Living, as we do, at the cusp of apocalypse, it may well behoove you to join GED2119, where we ask:

how did we get into this mess?
where are we going?
what solutions do we have?


GED2119 promises to be a course unlike any you have ever taken at CUHK.

"You think ecologically tuned life means being all efficient and pure. Wrong. It means you can have a disco in every room of your house."
- Tim Morton

Let's dance.

Lecture: Wednesday, 10:30 am - Zhi Xin 109. (Yes I know that's early in the morning but I assure you the apocalypse is worth at least two strong cups of coffee.)

Sections every other week.


Abstract:
Heatwaves across the world wrap India, Europe, America, and Asia in a warm blanket of death. Unprecedented hurricanes, typhoons, and inexplicable weather phenomena make rebuilding after catastrophe uninsurable. Sea water temperatures top 100 degrees in the Atlantic for the first time ever. CO2 emissions exceed levels unmatched since homo habilis roamed the earth 3 million years ago. Wildfires blot out the sun in Australia, Canada, and California, suffocating wide swathes of land with noxious fumes. Meanwhile hyperwealthy technocrats concoct increasingly sophisticated escape strategies from Spaceship Earth.

What the hell are we doing?

The Environmental Humanities have long been tasked with the challenge of explaining the end of the world to a public that has been—for decades—unswayed by the depressing numbers and figures published by the Environmental Sciences. The most recent effort, “The Sixth Assessment Report,” published by the Intergovernmental Panel on Climate Change (March 2023) yet again predicts a dismal apocalypse, barring profound global transformation. It has largely been ignored. In Asia, where Environmental Sciences programs proliferate in the name of EV technology, the Environmental Humanities are loudly absent. Neglecting the ethical dimension of Environmental Studies is bound to have dire consequences.
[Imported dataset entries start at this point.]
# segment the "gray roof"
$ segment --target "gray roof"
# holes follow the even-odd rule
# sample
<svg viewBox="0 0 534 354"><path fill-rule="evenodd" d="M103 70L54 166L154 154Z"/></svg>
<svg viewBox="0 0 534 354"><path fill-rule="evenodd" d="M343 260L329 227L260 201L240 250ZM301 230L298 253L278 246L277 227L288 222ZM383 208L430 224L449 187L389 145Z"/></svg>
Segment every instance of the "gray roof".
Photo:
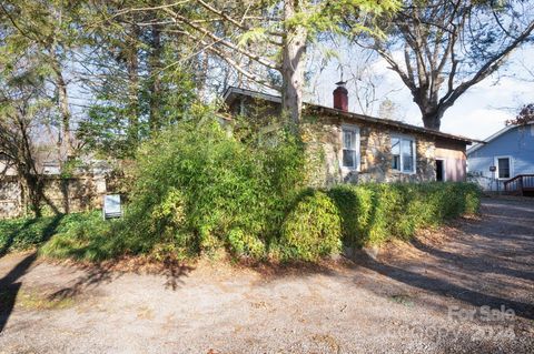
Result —
<svg viewBox="0 0 534 354"><path fill-rule="evenodd" d="M257 91L251 91L247 89L239 89L239 88L234 88L230 87L226 90L224 94L224 100L227 104L231 103L237 97L240 95L247 95L255 99L260 99L260 100L266 100L275 103L281 103L281 98L279 95L274 95L270 93L261 93ZM380 124L384 127L389 127L389 128L396 128L396 129L403 129L406 131L412 131L416 133L423 133L423 134L428 134L435 138L442 138L442 139L447 139L447 140L455 140L459 141L466 144L472 144L473 142L477 142L474 139L469 139L466 136L461 136L461 135L454 135L454 134L447 134L443 133L436 130L423 128L423 127L417 127L417 125L412 125L407 123L403 123L399 121L390 120L390 119L383 119L383 118L377 118L377 117L370 117L370 115L365 115L365 114L358 114L358 113L353 113L353 112L346 112L343 110L338 110L335 108L329 108L329 107L324 107L320 104L315 104L315 103L304 103L304 109L305 110L313 110L313 111L318 111L322 113L326 113L329 115L337 115L337 117L344 117L344 118L349 118L354 120L359 120L364 122L369 122L374 124Z"/></svg>
<svg viewBox="0 0 534 354"><path fill-rule="evenodd" d="M528 124L534 124L534 122L528 122L526 123L527 125ZM469 148L467 150L467 154L469 153L473 153L475 151L477 151L478 149L481 149L482 146L484 146L485 144L492 142L493 140L497 139L498 136L503 135L504 133L511 131L512 129L514 128L517 128L520 125L515 125L515 124L510 124L510 125L506 125L504 127L503 129L501 129L500 131L497 131L495 134L484 139L483 141L478 141L476 145L473 145L472 148Z"/></svg>

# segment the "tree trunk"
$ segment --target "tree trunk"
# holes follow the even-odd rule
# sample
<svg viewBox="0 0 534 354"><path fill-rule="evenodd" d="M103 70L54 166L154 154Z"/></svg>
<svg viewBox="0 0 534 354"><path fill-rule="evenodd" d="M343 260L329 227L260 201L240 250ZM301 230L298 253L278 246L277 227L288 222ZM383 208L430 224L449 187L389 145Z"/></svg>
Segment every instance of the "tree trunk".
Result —
<svg viewBox="0 0 534 354"><path fill-rule="evenodd" d="M297 11L298 0L284 2L284 20L286 21L286 37L284 38L283 63L281 63L281 105L293 123L300 122L303 110L303 87L305 71L305 54L307 30L295 23L287 24Z"/></svg>
<svg viewBox="0 0 534 354"><path fill-rule="evenodd" d="M423 124L425 128L439 131L443 113L445 111L441 109L423 112Z"/></svg>
<svg viewBox="0 0 534 354"><path fill-rule="evenodd" d="M58 85L59 92L59 109L61 112L61 130L62 130L62 139L61 139L61 148L62 153L67 154L67 160L71 159L73 153L72 148L72 135L70 133L70 108L69 108L69 98L67 95L67 83L63 79L63 73L61 69L57 65L56 67L56 84Z"/></svg>
<svg viewBox="0 0 534 354"><path fill-rule="evenodd" d="M149 68L150 68L149 124L150 124L150 130L155 131L161 128L161 112L160 112L161 31L158 24L154 24L151 30Z"/></svg>

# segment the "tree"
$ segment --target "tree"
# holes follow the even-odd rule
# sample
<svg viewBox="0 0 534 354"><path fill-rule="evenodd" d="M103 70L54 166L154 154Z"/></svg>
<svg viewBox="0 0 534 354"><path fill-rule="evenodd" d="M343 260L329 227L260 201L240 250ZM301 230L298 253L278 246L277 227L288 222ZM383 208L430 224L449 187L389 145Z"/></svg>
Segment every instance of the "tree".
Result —
<svg viewBox="0 0 534 354"><path fill-rule="evenodd" d="M386 38L358 39L376 50L409 89L426 128L439 130L445 111L530 42L528 1L407 0Z"/></svg>
<svg viewBox="0 0 534 354"><path fill-rule="evenodd" d="M69 75L67 62L80 45L77 20L81 4L71 0L3 1L0 4L6 37L6 52L17 59L31 54L41 74L47 74L49 99L57 104L60 117L58 145L60 156L75 154L72 111L69 103ZM60 159L62 160L62 159Z"/></svg>
<svg viewBox="0 0 534 354"><path fill-rule="evenodd" d="M140 141L176 123L195 101L189 63L181 60L188 43L164 32L155 12L118 8L142 2L89 6L90 18L81 23L90 45L78 53L85 65L79 74L92 100L77 138L86 151L106 158L131 156Z"/></svg>
<svg viewBox="0 0 534 354"><path fill-rule="evenodd" d="M130 7L113 16L154 12L152 23L162 32L189 39L198 51L209 51L240 75L279 91L284 110L298 123L308 43L322 32L344 32L347 18L358 23L356 31L368 30L362 19L396 6L397 0L195 0Z"/></svg>

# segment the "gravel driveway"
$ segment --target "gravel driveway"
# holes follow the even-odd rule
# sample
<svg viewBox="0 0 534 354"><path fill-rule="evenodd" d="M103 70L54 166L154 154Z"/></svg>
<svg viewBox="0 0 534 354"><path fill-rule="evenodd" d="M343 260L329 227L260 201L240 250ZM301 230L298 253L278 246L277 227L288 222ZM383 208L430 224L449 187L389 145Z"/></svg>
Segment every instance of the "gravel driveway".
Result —
<svg viewBox="0 0 534 354"><path fill-rule="evenodd" d="M166 274L0 259L0 353L534 353L534 201L377 261ZM493 312L491 312L493 310Z"/></svg>

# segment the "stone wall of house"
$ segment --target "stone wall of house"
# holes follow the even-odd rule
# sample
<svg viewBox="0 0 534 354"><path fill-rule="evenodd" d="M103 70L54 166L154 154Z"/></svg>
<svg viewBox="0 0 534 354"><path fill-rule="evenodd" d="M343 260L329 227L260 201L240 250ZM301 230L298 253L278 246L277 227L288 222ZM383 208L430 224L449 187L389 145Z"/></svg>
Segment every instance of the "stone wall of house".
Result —
<svg viewBox="0 0 534 354"><path fill-rule="evenodd" d="M22 213L22 190L16 176L0 181L0 219L17 218Z"/></svg>
<svg viewBox="0 0 534 354"><path fill-rule="evenodd" d="M103 175L80 175L70 179L47 175L44 176L43 211L72 213L100 209L103 195L116 192L116 180ZM0 181L0 219L19 218L28 210L29 205L19 179L3 178Z"/></svg>
<svg viewBox="0 0 534 354"><path fill-rule="evenodd" d="M342 127L357 125L360 139L359 171L345 171L340 165ZM392 133L413 136L416 141L415 173L393 170ZM307 144L308 170L313 186L358 182L424 182L435 181L436 143L433 136L395 131L378 124L346 118L305 118L303 136ZM455 148L462 149L462 148Z"/></svg>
In this course, we will cover major topics in Environmental Studies, including, but not limited to: Anthropocene studies, de-extinction, nuclear waste, plastics, energy futures, euphemism and marketing in environmental discourse, concepts such as the "gigaton," alien perspectives, doomsday prepping, posthumanism, transhumanism, mutually assured destruction, human extinction, and many of the paradoxes that seem to have locked us, togetherly, unequally, but inevitably in this doomsday predicament.



The future will not be evenly distributed.